In a previous blog I was critical of the US health care system for not using cost-effectiveness information to plan their services. Today I’m going to talk about the implementation of innovation in health services, something the US does really well compared to Australia.
The University of Michigan is the home for my sabbatical in 2015 and they lead many initiatives to improve the quality of care. Starting in 1997 there was an effort to reduce variation in angioplasty procedures and treatments. Since then improvements have been made for 18 other important health services http://www.valuepartnerships.com/vp-program/quality-collaborations/
Improvements for just six of these have led to cost saving of $600M per year and this outcome of ‘cheaper and better’ health services is a core value of AusHSI.
My impression is that successful implementation of innovation rests on these things (which I explain in detail below):
- Making appropriate investments for the long-term
- Getting the incentives right
- Working at large scales and with good information
- Involving university researchers and using scientific methods
A good case study is a now mature programme to improve prophylaxis for venous thromboembolism (VTE), a common and sometime deadly complication that is largely preventable. It has been implemented in 47 Michigan hospitals.
At the heart of
the VTE innovation are 75 full-time and permanent positions at the 47 hospitals. These VTE specialists collect data on risk reduction activities and the outcomes achieved, typically they also set up a VTE committee and advocate for change to practice. They add large dollops of grease to the various cogs inside the implementation processes. But please don’t think of it as a clean linear process. Implementation is highly complex with evidence, context and facilitation all required to make it happen. http://www.ncbi.nlm.nih.gov/pubmed/10185141 Having people in permanent positions fully committed to reducing the problem is foresighted.

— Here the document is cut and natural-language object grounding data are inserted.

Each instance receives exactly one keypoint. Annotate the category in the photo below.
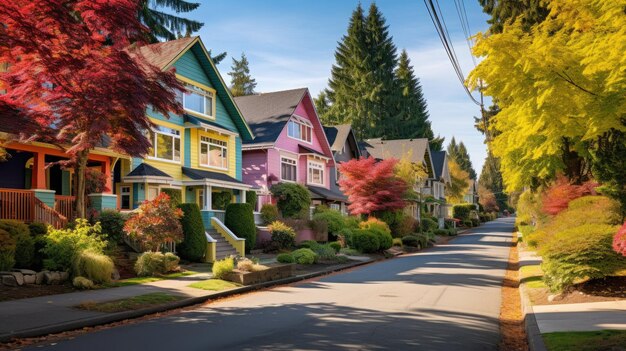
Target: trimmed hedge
(193, 246)
(240, 220)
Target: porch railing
(65, 205)
(17, 204)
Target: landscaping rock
(9, 280)
(39, 278)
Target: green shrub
(7, 251)
(193, 246)
(269, 213)
(283, 237)
(304, 256)
(334, 221)
(428, 224)
(24, 243)
(94, 266)
(294, 199)
(411, 241)
(251, 198)
(64, 245)
(222, 267)
(83, 283)
(285, 258)
(583, 252)
(112, 223)
(239, 218)
(366, 240)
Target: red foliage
(155, 223)
(71, 73)
(619, 241)
(558, 196)
(371, 186)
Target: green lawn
(586, 341)
(531, 276)
(132, 303)
(214, 285)
(143, 280)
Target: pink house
(290, 144)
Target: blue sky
(291, 44)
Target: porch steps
(223, 247)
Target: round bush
(285, 258)
(7, 251)
(283, 237)
(193, 247)
(304, 256)
(24, 243)
(93, 266)
(269, 213)
(366, 241)
(239, 218)
(82, 283)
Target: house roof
(145, 170)
(197, 174)
(164, 55)
(383, 149)
(268, 113)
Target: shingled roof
(268, 113)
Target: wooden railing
(46, 214)
(65, 205)
(17, 204)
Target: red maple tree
(372, 186)
(70, 72)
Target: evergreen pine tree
(242, 82)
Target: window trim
(281, 169)
(154, 153)
(200, 142)
(300, 123)
(322, 169)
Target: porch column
(39, 171)
(106, 170)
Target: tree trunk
(79, 171)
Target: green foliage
(335, 245)
(222, 267)
(83, 283)
(304, 256)
(294, 199)
(428, 224)
(285, 258)
(7, 250)
(269, 213)
(112, 223)
(239, 218)
(64, 245)
(583, 252)
(24, 243)
(155, 264)
(283, 237)
(94, 266)
(366, 241)
(193, 247)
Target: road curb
(120, 316)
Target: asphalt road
(444, 298)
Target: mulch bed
(22, 292)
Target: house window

The economics are a no brainer, with the investment in a staff member paid off by the prevention of just a few extra cases of VTE. Presumably this is why Blue Cross and Blue Care, the insurance companies who fund this activity, made these investments. They are taking a long-term view for better patient outcomes and lower costs. In Australia our private insurers and the state and territory health departments might consider making these investments if they want better health outcomes and lower costs regarding VTE.
So there is pressure from below to reduce VTE. Pressure from above was applied via a financial payment made to the hospital by the insurers if they could meet the VTE target. Senior management among the hospital expected the full payment, and if there was some deduction due to poor VTE outcome people were hauled into offices to explain why. I don’t know if anyone got sacked, but they were certainly given strong feedback. This might set up an incentive for gaming and fudging the data, but random independent audits of hospital VTE programmes did not find any fudging.
An interesting point is whether working at a large scale of 47 hospitals is essential. I suppose it could be implemented just as effectively at one site rather than at all 47 sites. But there are likely to be branding and publicity benefits from having a whole group of hospitals moving towards a common outcome. Maybe an element of competition arose between sites too, with many seeking to have the lowest rate.
Academics want to get involved in this partnership between insurers and hospitals because it offers an opportunity to publish important papers, attend scientific meetings and claim credit for changing the way health services are run.
My hosts at U Michigan regularly publish in JAMA, Annals of Internal Medicine and NEJM, the very best medical journals. Yes … academics are motivated by adulation from their peers and making changes of benefit; they want to have a legacy and they want to win more grant funding based on their track record.
While academics coordinated the whole VTE reduction project it was presented as a health services led project. I understood that putting academics at the front of these things was a turn off for insurers and hospitals. Rather they might want to claim the credit for themselves, but maybe to a different audience such as the media, politicians and patient advocacy groups. They also want the adulation of their peers and to win funding and influence in the future.
In Australia we could learn a lot from the US about the best way to do large-scale innovation in health services.